Ser deficiente neste país

Portugal é o meu país e a ilha da Madeira a minha localidade. Aqui, como certamente em qualquer lado, a vida de uma pessoa deficiente não é fácil. Possivelmente, ainda será mais complicada deste lado, na Pérola do Atlântico. A pequena extensão de território limita os sonhos e ambições de qualquer um, quanto mais o de uma pessoa com deficiência. Basta ver a quantidade de madeirenses que tiveram que sair para vingar, com Ronaldo a ser o expoente máximo do emigrante bem-sucedido.

Voltando ao “meu mundo”, num bocado de terra perdido no meio do oceano, a cadeira de rodas, no meu caso em particular, torna-se um acessório demasiado vistoso e que poucos conseguem dissociar de mim. O problema é mesmo as mentes pequenas, que olham para uma pessoa fisicamente limitada e limitam-na intelectualmente. Um exemplo do que me refiro, é o caso de já me terem perguntado se sei ler. Engoli em seco na ocasião e nem respondi. Porém, a resposta merecida seria “não, mas consigo escrever 3000 caracteres num texto”.

A deficiência de mentalidade estende-se ao campo sentimental. Um deficiente a namorar nesta Pérola é uma autêntica raridade. É como se houvesse um decreto-lei que proibisse relacionamentos com pessoas deficientes (deficiente sim, porque não há que ter medo das palavras).

Isto para mostrar que a mentalidade ainda é muito diminuta numa ilha em pleno séc. XXI.

No entanto, as coisas não ficam por aqui. As barreiras mais visíveis, as físicas, também existem.
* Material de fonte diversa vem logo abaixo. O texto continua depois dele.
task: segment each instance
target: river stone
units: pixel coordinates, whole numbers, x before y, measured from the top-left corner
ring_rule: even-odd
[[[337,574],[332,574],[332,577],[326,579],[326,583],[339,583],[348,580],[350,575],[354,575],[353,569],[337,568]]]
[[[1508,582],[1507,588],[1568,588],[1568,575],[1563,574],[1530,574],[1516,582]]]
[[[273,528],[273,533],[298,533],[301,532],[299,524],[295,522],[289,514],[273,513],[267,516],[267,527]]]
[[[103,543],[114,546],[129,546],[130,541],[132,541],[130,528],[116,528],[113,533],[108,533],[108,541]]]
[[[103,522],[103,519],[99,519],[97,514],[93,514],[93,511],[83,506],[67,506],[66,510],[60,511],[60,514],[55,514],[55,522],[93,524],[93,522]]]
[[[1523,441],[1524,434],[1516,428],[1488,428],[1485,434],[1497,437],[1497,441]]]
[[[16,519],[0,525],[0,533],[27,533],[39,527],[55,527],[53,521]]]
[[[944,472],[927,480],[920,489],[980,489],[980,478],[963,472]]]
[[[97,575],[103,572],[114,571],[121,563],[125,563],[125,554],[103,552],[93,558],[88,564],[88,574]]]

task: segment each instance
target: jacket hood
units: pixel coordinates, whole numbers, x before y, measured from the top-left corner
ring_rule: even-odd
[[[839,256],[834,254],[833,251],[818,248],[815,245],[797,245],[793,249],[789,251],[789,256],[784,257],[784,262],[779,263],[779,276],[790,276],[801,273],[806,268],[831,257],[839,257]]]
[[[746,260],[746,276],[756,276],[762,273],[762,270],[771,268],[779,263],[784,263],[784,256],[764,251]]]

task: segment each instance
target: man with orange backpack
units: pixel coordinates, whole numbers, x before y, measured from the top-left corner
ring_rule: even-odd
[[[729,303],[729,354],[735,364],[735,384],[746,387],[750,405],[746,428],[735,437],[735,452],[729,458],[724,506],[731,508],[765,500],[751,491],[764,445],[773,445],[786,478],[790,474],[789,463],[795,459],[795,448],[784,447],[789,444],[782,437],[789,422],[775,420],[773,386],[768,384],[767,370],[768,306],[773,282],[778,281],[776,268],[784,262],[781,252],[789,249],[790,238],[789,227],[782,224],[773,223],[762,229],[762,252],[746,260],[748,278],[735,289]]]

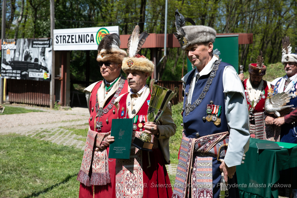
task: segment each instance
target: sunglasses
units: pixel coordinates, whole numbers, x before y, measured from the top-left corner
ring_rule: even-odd
[[[287,67],[287,65],[288,65],[289,66],[291,67],[294,67],[294,65],[295,64],[296,64],[296,62],[288,62],[285,63],[284,63],[283,65],[284,65],[284,67]]]
[[[104,65],[105,66],[110,66],[110,64],[112,63],[113,63],[114,64],[117,64],[117,63],[115,63],[113,62],[99,62],[98,63],[98,65],[100,67],[102,67],[103,66],[103,64],[104,64]]]

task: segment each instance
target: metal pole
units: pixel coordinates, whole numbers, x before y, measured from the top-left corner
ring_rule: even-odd
[[[158,66],[161,63],[162,61],[163,60],[164,58],[166,57],[166,48],[167,47],[167,10],[168,8],[168,0],[166,0],[165,1],[165,32],[164,34],[164,56],[162,57],[159,62],[157,64],[156,67]],[[155,70],[156,71],[156,70]]]
[[[50,37],[52,39],[52,78],[50,87],[50,108],[53,109],[55,106],[55,51],[54,51],[54,32],[55,29],[55,0],[50,0]]]
[[[165,34],[164,34],[164,56],[166,56],[166,48],[167,47],[167,15],[168,9],[168,1],[165,1]]]
[[[2,4],[2,24],[1,27],[1,44],[3,43],[3,40],[5,39],[5,30],[6,16],[6,0],[3,0]],[[3,55],[2,55],[2,56]],[[2,58],[3,57],[2,57]],[[3,104],[4,91],[4,79],[0,78],[0,104]]]

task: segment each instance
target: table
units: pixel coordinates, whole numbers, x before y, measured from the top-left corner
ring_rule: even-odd
[[[249,141],[244,164],[236,167],[240,197],[277,198],[279,171],[297,166],[297,147],[289,149],[260,150],[258,153],[256,143],[274,142],[253,138],[250,138]],[[293,187],[297,178],[293,177]]]

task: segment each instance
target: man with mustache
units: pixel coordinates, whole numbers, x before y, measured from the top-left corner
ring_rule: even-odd
[[[80,198],[109,197],[115,186],[115,159],[108,156],[111,121],[118,118],[116,99],[128,91],[128,83],[121,74],[126,51],[120,49],[116,33],[104,37],[98,45],[98,69],[104,78],[84,89],[90,112],[89,126],[82,162],[77,180],[80,182]]]
[[[234,186],[228,197],[238,197],[236,166],[244,163],[249,138],[242,83],[233,66],[213,55],[214,29],[177,10],[175,16],[175,36],[196,68],[181,79],[183,130],[172,197],[219,198],[222,171]]]
[[[256,63],[249,65],[249,77],[243,82],[247,102],[251,137],[263,139],[265,129],[264,106],[269,89],[267,82],[262,78],[267,67],[263,63],[262,52]]]
[[[273,131],[268,130],[266,127],[266,137],[269,140],[290,143],[297,143],[297,54],[292,53],[290,38],[286,36],[282,39],[282,62],[286,74],[276,78],[271,82],[273,95],[279,93],[291,93],[293,95],[287,105],[293,105],[293,108],[282,111],[280,117],[268,114],[265,119],[266,124],[278,127]],[[293,110],[293,109],[294,110]],[[293,110],[293,111],[292,111]],[[290,111],[291,111],[290,112]],[[278,130],[278,129],[279,130]]]
[[[128,41],[129,57],[122,64],[130,89],[117,99],[115,105],[119,118],[133,119],[132,141],[145,132],[151,135],[151,142],[154,144],[151,152],[131,145],[129,159],[116,159],[116,187],[108,197],[171,198],[172,190],[165,164],[170,163],[169,139],[175,134],[176,126],[170,103],[157,122],[148,122],[151,94],[146,82],[154,66],[151,61],[137,54],[148,35],[143,32],[139,40],[139,31],[136,26]],[[113,136],[109,136],[107,139],[111,143],[115,141]]]

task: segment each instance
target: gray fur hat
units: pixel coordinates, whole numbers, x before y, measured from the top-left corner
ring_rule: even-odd
[[[217,32],[214,29],[208,26],[196,25],[192,19],[184,18],[177,9],[175,15],[175,26],[177,32],[174,33],[174,35],[178,40],[183,50],[185,50],[189,45],[196,43],[214,42]],[[185,26],[186,21],[194,25]]]

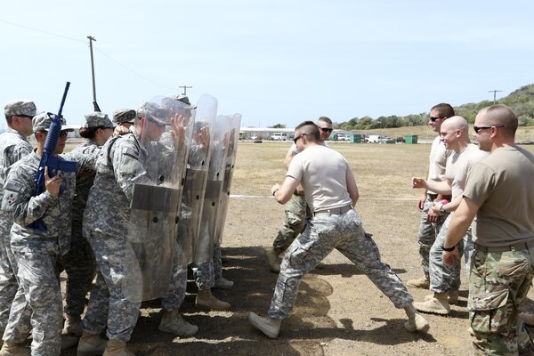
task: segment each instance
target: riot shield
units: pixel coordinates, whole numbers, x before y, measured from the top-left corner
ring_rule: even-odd
[[[142,170],[133,179],[128,239],[142,283],[123,287],[135,302],[164,296],[168,290],[193,124],[190,106],[163,96],[145,101],[138,116]]]
[[[204,94],[197,103],[195,123],[185,174],[177,242],[180,265],[193,261],[198,238],[207,170],[211,158],[211,131],[217,112],[217,100]]]
[[[241,127],[241,114],[234,114],[231,117],[229,134],[228,150],[226,150],[226,158],[224,160],[224,181],[222,182],[222,194],[219,203],[219,211],[217,212],[217,222],[215,223],[214,240],[215,244],[221,246],[222,241],[222,233],[224,232],[224,222],[226,221],[226,213],[228,211],[228,203],[230,202],[230,190],[231,187],[231,179],[233,176],[236,156],[238,153],[238,142],[239,142],[239,129]]]
[[[210,262],[214,256],[215,223],[224,181],[224,162],[228,150],[231,117],[220,115],[215,119],[212,134],[212,153],[207,170],[206,193],[198,239],[195,244],[195,263]]]

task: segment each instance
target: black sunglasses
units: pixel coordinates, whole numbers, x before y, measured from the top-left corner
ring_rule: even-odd
[[[491,127],[505,127],[504,125],[490,125],[489,126],[473,126],[473,129],[474,130],[474,132],[476,134],[478,134],[479,131],[483,130],[485,128],[491,128]]]
[[[296,136],[295,138],[293,139],[293,142],[295,144],[296,144],[296,142],[298,141],[298,139],[300,139],[301,137],[305,136],[305,135],[306,135],[306,134],[299,134],[298,136]]]
[[[430,121],[434,122],[436,120],[439,120],[440,118],[443,118],[443,117],[430,117]]]

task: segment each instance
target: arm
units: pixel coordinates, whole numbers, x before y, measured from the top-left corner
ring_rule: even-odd
[[[469,229],[479,208],[480,206],[469,198],[464,197],[462,198],[449,225],[449,231],[443,242],[444,247],[456,246],[465,236],[465,232]],[[443,251],[442,255],[443,262],[449,267],[452,267],[455,260],[459,258],[458,251],[456,248],[450,252]]]
[[[349,195],[352,199],[352,205],[355,206],[358,202],[358,198],[360,198],[360,192],[358,191],[358,185],[356,185],[356,180],[354,179],[354,174],[352,174],[352,170],[350,166],[347,166],[347,173],[346,173],[346,180],[347,180],[347,190],[349,191]]]
[[[293,192],[296,189],[296,187],[300,184],[300,181],[296,179],[287,176],[286,180],[280,186],[279,184],[274,184],[271,189],[271,192],[272,196],[280,204],[286,204],[291,198]]]

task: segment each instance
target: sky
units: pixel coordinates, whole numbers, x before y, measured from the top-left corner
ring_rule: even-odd
[[[183,93],[244,127],[419,114],[534,83],[534,2],[17,0],[0,6],[0,102],[83,125]]]

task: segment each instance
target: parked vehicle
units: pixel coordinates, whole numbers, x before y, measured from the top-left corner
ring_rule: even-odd
[[[286,134],[272,134],[271,140],[273,141],[287,141],[287,135]]]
Há muito por fazer com locais inacessíveis, com grandes escadarias, quando deviam haver rampas ou elevadores, passeios com degraus e automóveis a tapá-los, os quais deviam ser rebaixados e com sinal “Proibido Estacionar”. Só alguém que ande de cadeira de rodas ou com outro tipo de auxílio se dá conta dos entraves que, infelizmente, são mais que muitos.

Ser deficiente é ser superior, já que se tem que enfrentar os desafios normais da vida e daqueles que a incapacidade lhe põe. É enfrentar a vida a sorrir para não mergulhar num estado depressivo que nem o melhor antidepressivo o consegue arrancar de tal catarse. É esconder, muitas vezes, o que lhe vai na alma, para não ter que dar explicações sobre o que sente ou pensa sobre determinadas pessoas ou assuntos. Como se diz na gíria: “mais vale levar para casa e assim se poupa muitas explicações.”

O segredo é “tapar os ouvidos” e imitar a célebre cena dos “Pinguins de Madagáscar”… Sorrir e acenar! Sorrir e acenar!